#49463 After cleanALLruv, replication is looping on keep alive DEL
Closed: wontfix 5 years ago by tbordaz. Opened 6 years ago by tbordaz.

Issue Description

When cleanAllRuv is launched, it spawn cleanAllRuv on all replicas.
Each replica will clean its changelog and database RUV but in addition will DEL the keep alive entry of the target ReplicaID.
So for the same entry (keep alive) there will be as many DEL as there are replicas

Those DEL are replicated. The DEL will attempt to DEL an entry that is already a tombstone.
Locally this update is considered as a NOOP.

The problem is that the NOOP does not update the RUV. So the supplier will loop sending the DEL.

Package Version and Platform

This problem is a side effect of https://fedorahosted.org/389/ticket/48278
It exists since 1.3.6

Steps to reproduce

Run the attached test case

Actual results

DEL of the cleaned RID can be replicated several times

Expected results

Either the DEL should not be replicated, or it should update the RUV


Metadata Update from @tbordaz:
- Custom field component adjusted to None
- Custom field origin adjusted to None
- Custom field reviewstatus adjusted to None
- Custom field type adjusted to None
- Custom field version adjusted to None

6 years ago

Note that the problem is not fatal for replication but can create long delay to replicate.
It is not fatal because as soon as a new direct update happen after the DEL, the new direct update will be replicated and the DEL will not be replayed.

Long delay of replication. If we have one replica that does not receive direct update, the DEL of the keep alive will remain its maxcsn.
So it will systematically start its replication session from this maxcsn.

In conclusion, the problem may create delay to replicate

Some possibility to fix it:

  • flag the keep alive DEL as a OP_FLAG_REPL_FIXUP, so that it will not go into the CL/RUV
  • Allows replicated NOOP to update the RUV
  • Do not delete keep alive entry in cleanAllRuv
  • others... ?

I think that perhaps the second is a better idea.
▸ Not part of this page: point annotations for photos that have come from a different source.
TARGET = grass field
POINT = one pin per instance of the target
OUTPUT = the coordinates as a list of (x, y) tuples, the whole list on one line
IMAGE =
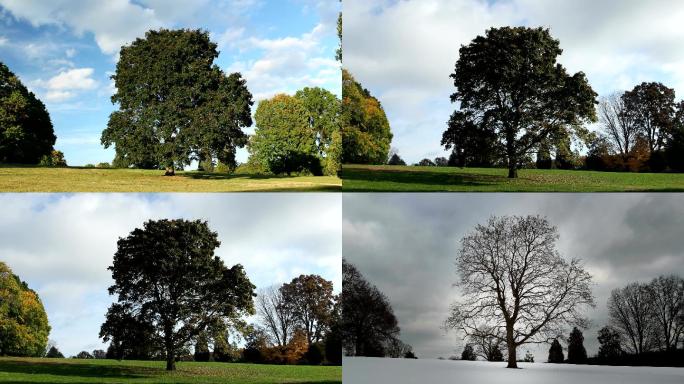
[(75, 179), (37, 370), (368, 178)]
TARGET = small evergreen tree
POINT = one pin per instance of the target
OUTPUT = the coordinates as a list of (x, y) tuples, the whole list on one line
[(576, 352), (556, 352), (468, 353)]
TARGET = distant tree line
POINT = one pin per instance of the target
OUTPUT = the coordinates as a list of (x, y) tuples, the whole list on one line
[(646, 327), (369, 326)]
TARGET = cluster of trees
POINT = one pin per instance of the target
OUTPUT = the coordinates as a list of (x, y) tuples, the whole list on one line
[(176, 106), (369, 326), (298, 133), (26, 134), (299, 323), (642, 130), (24, 326), (366, 134), (515, 286)]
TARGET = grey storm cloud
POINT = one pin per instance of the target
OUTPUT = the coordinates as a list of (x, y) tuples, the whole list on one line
[(406, 244)]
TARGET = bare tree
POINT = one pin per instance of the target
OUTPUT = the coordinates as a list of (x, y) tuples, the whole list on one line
[(667, 299), (515, 283), (618, 124), (276, 314), (630, 313)]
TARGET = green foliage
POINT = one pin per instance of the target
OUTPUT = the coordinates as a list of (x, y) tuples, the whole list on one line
[(284, 140), (366, 134), (514, 95), (323, 110), (24, 324), (26, 133), (176, 257), (54, 159), (174, 104)]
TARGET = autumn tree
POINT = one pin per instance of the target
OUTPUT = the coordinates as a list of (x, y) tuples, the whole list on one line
[(368, 321), (175, 104), (284, 140), (618, 124), (652, 106), (509, 86), (276, 314), (26, 134), (629, 311), (323, 112), (366, 134), (514, 281), (166, 275), (24, 324), (310, 298)]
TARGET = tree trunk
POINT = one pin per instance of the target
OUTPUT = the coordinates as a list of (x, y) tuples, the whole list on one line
[(170, 360), (512, 171), (512, 357)]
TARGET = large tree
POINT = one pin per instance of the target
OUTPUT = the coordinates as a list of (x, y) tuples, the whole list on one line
[(24, 324), (652, 106), (284, 140), (323, 111), (509, 85), (175, 105), (515, 283), (629, 311), (167, 276), (667, 296), (276, 314), (368, 321), (366, 134), (311, 299), (26, 134)]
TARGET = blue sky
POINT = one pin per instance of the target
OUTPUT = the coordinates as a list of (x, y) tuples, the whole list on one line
[(62, 244), (403, 51), (65, 51)]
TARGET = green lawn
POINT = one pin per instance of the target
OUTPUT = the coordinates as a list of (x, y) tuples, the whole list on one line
[(366, 178), (76, 179), (41, 370)]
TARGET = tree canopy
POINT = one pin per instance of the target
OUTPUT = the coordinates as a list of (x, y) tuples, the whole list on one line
[(26, 133), (515, 285), (167, 277), (366, 134), (513, 95), (175, 105), (24, 324)]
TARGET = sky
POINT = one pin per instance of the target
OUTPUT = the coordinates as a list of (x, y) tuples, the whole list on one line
[(66, 50), (404, 51), (406, 244), (62, 244)]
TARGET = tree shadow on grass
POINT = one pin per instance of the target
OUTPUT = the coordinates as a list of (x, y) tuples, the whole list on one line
[(418, 177), (82, 370)]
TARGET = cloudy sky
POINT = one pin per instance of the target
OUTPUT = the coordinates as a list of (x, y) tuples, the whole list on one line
[(65, 51), (61, 245), (406, 244), (403, 51)]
Because in general if we have a non-keep alive that's deleted twice we'll hit this too. Batch deletes could be worse.

So I think we shuold have the replicated DEL NOOP able to write to the RUV, because we really have processed that CL and up to that CSN, we should not keep replaying it.

To put a different way, if this was another operation type, and we needed to NOOP, would we let it replay over and over? I think we would let it write the ruv.

I think that option one is a "duct tape" solution for a problem that could occur in other ways, which is why I suggest we fix it properly above. However, if we did point 1 and 2 I would also be happy with this solution ....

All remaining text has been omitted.